İttihat ve Terakki ve Teşkilat-ı Mahsusa’nın en etkili isimlerinden olan Enver (41), Talat (47), Cemal Paşalar (50); savaşan neslin son temsilcileri olarak kısa süren yaşamlarına, çok şeyler sığdırabilmeyi başarmış tarihi kişiliklerdir.
Osmanlı İmparatorluğu’nun, en karmaşık ve en çetrefilli sorunların yaşandığı, ayakta kalabilme mücadelesinin en yoğun yapıldığı yıllardı…
Cemal Paşa’nın yaşadığı döneme ait tutuğu notları; “Hatıralar” adı altında kitap haline getirilmiştir.
Kitapta, yıkılmaya yüz tutmuş koca bir İmparatorluğun röntgeni çekilmiş ama…

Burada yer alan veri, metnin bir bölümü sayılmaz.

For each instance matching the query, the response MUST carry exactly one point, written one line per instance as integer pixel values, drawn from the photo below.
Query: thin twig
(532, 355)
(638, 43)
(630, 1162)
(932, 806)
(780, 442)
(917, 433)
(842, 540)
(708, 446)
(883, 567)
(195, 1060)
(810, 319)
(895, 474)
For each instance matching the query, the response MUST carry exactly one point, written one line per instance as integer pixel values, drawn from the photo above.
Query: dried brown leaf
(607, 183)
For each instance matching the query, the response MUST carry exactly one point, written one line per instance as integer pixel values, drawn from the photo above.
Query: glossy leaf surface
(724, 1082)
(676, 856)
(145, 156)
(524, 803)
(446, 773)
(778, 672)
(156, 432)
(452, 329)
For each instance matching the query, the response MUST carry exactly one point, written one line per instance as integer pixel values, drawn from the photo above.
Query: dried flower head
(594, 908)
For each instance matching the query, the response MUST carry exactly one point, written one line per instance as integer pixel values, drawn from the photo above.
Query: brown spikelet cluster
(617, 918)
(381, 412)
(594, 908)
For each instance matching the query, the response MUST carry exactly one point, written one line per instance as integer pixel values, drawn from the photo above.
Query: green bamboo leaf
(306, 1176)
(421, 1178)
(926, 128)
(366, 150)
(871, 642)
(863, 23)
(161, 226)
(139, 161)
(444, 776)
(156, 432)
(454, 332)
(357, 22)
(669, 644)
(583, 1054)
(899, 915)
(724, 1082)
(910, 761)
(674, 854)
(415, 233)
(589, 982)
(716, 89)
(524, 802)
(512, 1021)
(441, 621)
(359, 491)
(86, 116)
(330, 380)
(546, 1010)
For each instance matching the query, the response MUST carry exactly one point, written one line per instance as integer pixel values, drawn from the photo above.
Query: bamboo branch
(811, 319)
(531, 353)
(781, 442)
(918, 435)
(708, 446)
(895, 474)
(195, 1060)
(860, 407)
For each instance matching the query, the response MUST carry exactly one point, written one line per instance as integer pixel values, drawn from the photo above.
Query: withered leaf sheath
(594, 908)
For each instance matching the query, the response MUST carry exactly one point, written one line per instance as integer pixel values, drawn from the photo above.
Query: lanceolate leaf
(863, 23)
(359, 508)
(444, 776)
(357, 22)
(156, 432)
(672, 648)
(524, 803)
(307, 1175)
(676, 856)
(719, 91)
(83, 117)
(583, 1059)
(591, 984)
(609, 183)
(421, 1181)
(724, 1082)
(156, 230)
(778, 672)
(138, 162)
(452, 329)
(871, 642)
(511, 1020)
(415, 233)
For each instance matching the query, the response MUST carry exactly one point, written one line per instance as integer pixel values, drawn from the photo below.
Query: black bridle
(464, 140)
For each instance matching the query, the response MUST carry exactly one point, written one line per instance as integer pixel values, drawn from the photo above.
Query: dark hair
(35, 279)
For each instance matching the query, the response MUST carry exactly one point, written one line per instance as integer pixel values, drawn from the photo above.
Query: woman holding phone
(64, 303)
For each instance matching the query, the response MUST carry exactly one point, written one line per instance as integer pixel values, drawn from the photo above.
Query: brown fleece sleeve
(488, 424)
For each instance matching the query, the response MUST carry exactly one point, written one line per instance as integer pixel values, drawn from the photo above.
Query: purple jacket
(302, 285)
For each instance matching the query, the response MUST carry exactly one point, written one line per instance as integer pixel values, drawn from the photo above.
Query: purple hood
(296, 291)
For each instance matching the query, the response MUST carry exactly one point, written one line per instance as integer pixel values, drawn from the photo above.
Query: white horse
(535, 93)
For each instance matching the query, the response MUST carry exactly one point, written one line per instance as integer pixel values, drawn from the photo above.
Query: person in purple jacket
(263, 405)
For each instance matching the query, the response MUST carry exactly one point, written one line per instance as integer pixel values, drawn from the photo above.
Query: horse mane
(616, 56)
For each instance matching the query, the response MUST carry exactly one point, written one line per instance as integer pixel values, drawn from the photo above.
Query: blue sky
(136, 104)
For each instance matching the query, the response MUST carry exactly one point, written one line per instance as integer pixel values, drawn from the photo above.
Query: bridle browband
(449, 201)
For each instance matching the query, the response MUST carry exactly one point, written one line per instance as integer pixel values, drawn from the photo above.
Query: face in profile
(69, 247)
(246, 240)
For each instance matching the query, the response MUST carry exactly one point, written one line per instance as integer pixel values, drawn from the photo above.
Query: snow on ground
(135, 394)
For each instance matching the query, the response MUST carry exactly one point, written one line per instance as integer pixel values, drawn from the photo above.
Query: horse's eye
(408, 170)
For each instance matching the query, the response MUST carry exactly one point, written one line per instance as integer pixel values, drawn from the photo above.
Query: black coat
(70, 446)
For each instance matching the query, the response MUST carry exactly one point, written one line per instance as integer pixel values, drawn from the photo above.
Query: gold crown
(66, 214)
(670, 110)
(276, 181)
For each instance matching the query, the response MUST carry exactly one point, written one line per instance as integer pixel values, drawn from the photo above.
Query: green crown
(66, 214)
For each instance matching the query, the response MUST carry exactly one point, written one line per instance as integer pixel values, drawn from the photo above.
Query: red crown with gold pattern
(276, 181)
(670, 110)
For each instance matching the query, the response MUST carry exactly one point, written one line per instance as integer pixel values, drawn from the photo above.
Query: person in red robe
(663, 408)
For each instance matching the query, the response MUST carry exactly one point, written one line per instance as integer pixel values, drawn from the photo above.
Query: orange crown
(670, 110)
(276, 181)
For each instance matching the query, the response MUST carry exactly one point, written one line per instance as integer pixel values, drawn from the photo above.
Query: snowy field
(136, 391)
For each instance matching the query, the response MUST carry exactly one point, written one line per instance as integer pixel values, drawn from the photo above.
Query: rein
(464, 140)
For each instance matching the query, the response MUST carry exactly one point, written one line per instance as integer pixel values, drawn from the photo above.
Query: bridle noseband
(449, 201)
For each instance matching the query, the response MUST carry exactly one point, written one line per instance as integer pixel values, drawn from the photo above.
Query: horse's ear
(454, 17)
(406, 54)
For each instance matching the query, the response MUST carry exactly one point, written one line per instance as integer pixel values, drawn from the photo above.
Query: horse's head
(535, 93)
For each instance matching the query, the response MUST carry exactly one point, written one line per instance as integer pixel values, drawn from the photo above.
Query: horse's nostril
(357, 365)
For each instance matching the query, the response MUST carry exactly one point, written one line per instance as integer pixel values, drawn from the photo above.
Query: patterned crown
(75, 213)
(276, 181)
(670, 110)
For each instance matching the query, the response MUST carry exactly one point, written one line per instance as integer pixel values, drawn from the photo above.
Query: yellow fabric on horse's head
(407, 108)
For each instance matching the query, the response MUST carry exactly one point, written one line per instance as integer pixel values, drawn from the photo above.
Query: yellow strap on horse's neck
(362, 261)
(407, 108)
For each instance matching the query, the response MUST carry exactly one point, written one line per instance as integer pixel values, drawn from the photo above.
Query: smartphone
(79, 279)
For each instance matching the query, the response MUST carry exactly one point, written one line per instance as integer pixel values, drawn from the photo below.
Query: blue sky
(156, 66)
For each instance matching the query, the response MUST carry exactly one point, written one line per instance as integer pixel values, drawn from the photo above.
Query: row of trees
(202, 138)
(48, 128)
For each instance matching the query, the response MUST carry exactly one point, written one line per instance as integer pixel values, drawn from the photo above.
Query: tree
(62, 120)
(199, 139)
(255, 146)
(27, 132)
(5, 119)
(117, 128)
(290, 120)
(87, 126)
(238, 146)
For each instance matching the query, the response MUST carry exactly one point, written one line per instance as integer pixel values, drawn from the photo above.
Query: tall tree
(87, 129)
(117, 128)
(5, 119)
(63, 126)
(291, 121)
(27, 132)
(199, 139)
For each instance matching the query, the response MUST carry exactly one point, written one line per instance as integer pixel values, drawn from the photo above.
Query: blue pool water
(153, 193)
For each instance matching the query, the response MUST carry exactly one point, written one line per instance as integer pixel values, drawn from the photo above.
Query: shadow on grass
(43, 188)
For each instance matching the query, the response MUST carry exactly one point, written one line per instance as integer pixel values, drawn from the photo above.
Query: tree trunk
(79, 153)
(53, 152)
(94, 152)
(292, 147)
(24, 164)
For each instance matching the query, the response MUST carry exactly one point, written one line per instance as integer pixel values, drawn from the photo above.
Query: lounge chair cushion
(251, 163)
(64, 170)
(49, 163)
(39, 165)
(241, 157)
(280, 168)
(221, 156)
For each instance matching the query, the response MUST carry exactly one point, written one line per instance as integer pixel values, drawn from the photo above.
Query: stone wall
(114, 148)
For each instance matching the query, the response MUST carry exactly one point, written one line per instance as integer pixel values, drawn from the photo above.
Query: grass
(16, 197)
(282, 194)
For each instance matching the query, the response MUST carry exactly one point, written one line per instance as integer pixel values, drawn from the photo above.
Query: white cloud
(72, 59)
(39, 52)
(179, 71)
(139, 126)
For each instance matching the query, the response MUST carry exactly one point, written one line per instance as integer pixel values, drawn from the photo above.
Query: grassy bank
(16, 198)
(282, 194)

Her konu, her başlık çok önem taşıyor.
Ermenilere yönelik olarak olağanüstü insancıl bir dil ve ruh yapısıyla düşüncelerinin yansıtıldığı çarpıcı bölümleri, sizlerle paylaşmak istedim.
Cemal Paşa diyor ki:
“Biz, Ermenileri ve özellikle onların ihtilalcilerini, Rumlar ve Bulgarlardan daha fazla severiz. Çünkü onlar, diğer iki unsurdan daha mert ve kahramandırlar.
İki yüzlülük bilmezler.
Dostluklarına sadık, düşmanlıklarına kavidirler.
Din ihtilafı, yani Müslümanlık ve Hristiyanlık meselesi, 1877-1878 Osmanlı-Rus seferinden beş on sene öncesine kadar bu iki unsur arasında katiyen söz konusu değildi.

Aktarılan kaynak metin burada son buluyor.